Scientists say it is remarkably easy to identify a mobile phone user from just a few pieces of location positioning information.Whenever a phone is switched on, its connection to the network means its position and movement can be plotted.
This data is given anonymously to third parties, both to drive services for the user and to target advertisements.
But a study Unique in the Crowd: The privacy bounds of human mobility in Scientific Reports warns that human mobility patterns are so predictable it is possible to identify a user from only four data points.
The growing ubiquity of mobile phones and smartphone applications has ushered in an era in which tremendous amounts of user data have become available to the companies that operate and distribute them – sometimes released publicly as “anonymised” or aggregated data sets.
These data are of extraordinary value to advertisers and service providers, but also for example to those who plan shopping centres, allocate emergency services, and a new generation of social scientists.
Yet the spread and development of “location services” has outpaced the development of a clear understanding of how location data impact users’ privacy and anonymity.
For example, sat-nav manufacturers have long been using location data from both mobile phones and sat-navs themselves to improve traffic reporting, by calculating how fast users are moving on a given stretch of road.
The data used in such calculations are “anonymised” – no actual mobile numbers or personal details are associated with the data.
But there are some glaring examples of how nominally anonymous data can be linked back to individuals, the most striking of which occurred with a tranche of data deliberately released by AOL in 2006, outlining 20 million anonymised web searches.
Recent work has increasingly shown that humans’ patterns of movement, however random and unpredictable they seem to be, are actually very limited in scope and can in fact act as a kind of fingerprint for who is doing the moving.
Researchers at the Massachusetts Institute of Technology (MIT) and the Catholic University of Louvain studied 15 months’ worth of anonymised mobile phone records for 1.5 million individuals.

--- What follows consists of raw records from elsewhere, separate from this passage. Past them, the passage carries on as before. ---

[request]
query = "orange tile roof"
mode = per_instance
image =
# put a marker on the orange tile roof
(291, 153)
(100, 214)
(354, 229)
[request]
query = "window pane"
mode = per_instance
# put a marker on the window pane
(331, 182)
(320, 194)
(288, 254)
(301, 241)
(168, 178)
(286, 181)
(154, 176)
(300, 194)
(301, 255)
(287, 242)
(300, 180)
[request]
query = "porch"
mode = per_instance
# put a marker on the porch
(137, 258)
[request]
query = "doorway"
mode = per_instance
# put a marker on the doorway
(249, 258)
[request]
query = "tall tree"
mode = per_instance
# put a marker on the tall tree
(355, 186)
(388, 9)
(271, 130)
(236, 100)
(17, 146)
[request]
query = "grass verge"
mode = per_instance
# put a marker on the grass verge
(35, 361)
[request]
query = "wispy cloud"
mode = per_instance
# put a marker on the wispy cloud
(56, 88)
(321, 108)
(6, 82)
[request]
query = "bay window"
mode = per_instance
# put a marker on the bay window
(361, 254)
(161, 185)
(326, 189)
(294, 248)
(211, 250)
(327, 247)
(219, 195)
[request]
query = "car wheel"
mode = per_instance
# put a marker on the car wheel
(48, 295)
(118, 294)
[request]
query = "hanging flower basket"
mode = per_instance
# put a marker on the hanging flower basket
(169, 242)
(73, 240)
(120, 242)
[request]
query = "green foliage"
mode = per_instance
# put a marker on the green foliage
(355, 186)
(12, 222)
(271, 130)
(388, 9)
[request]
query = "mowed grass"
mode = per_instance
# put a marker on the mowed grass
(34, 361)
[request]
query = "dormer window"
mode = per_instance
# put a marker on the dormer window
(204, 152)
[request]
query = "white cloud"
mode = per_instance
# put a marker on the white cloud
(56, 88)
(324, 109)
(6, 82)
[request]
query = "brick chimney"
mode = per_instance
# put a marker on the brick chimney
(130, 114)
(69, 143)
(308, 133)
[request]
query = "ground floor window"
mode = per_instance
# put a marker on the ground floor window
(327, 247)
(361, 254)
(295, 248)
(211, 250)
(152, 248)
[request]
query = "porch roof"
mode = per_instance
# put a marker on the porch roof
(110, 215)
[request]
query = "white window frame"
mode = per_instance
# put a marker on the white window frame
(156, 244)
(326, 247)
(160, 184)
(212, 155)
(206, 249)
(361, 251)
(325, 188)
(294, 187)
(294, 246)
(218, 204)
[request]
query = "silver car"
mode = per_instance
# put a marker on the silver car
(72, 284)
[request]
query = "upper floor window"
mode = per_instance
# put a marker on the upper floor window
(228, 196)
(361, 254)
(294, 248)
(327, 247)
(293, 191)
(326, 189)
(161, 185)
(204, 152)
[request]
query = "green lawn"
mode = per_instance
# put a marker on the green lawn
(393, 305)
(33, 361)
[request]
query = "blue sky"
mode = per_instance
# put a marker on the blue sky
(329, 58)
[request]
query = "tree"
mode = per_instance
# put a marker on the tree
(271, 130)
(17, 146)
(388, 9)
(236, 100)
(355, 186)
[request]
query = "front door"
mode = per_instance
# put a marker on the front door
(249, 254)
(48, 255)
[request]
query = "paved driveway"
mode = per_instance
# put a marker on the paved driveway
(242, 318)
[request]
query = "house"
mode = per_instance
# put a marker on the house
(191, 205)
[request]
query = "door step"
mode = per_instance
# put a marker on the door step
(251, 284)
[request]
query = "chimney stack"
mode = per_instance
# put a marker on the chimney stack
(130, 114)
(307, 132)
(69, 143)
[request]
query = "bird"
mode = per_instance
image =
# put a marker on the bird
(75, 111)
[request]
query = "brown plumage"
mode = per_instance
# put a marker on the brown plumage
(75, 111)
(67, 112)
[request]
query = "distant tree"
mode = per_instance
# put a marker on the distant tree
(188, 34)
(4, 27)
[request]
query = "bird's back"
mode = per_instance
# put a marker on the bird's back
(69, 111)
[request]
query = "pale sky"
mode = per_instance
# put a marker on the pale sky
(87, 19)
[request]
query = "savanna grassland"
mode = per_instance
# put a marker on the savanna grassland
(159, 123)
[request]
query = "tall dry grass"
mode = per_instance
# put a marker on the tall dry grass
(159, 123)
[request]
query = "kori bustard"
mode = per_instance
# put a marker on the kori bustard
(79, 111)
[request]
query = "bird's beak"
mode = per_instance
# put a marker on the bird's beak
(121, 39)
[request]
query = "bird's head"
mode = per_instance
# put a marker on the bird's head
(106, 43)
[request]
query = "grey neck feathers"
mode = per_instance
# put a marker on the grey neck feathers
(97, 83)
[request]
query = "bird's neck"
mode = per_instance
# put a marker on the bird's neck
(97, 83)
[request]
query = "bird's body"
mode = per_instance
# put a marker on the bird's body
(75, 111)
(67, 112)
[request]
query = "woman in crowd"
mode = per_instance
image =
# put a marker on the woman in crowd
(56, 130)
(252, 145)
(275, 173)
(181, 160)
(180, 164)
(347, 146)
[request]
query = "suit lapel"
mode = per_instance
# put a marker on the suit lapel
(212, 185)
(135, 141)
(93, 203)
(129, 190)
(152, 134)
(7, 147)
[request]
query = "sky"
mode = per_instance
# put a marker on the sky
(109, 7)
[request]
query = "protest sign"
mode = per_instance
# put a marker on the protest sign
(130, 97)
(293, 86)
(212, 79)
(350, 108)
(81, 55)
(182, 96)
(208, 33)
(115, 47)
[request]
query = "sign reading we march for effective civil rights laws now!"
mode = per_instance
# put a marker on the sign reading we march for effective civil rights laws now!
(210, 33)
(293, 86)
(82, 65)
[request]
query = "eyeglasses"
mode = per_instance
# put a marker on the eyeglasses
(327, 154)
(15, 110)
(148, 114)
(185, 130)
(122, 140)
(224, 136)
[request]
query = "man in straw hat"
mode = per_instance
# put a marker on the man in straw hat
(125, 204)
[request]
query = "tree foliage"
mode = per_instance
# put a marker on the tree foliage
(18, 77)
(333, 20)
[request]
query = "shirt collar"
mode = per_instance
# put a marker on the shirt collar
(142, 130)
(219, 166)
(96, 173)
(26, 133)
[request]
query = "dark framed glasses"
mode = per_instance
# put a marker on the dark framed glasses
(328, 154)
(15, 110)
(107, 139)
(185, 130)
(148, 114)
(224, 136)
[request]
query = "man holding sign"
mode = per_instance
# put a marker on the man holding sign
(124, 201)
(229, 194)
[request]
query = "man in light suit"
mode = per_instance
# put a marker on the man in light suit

They found from the “mobility traces” – the evident paths of each mobile phone – that only four locations and times were enough to identify a particular user.
“In the 1980s, it was shown that you need 12 points to uniquely identify and characterise a fingerprint,” said the study’s lead author Yves-Alexandre de Montjoye of MIT.
“What we did here is the exact same thing but with mobility traces. The way we move and the behaviour is so unique that four points are enough to identify 95% of people.”
“We think this data is more available than people think. When you think about, for instance wi-fi or any application you start on your phone, we call up the same kind of mobility data.
“When you share information, you look around you and feel like there are lots of people around – in the shopping centre or a tourist place – so you feel this isn’t sensitive information.”
Sam Smith of Privacy International said: “Our mobile phones report location and contextual data to multiple organisations with varying privacy policies.”
“Any benefits we receive from such services are far outweighed by the threat that these trends pose to our privacy, and although we are told that we have a choice about how much information we give over, in reality individuals have no choice whatsoever.”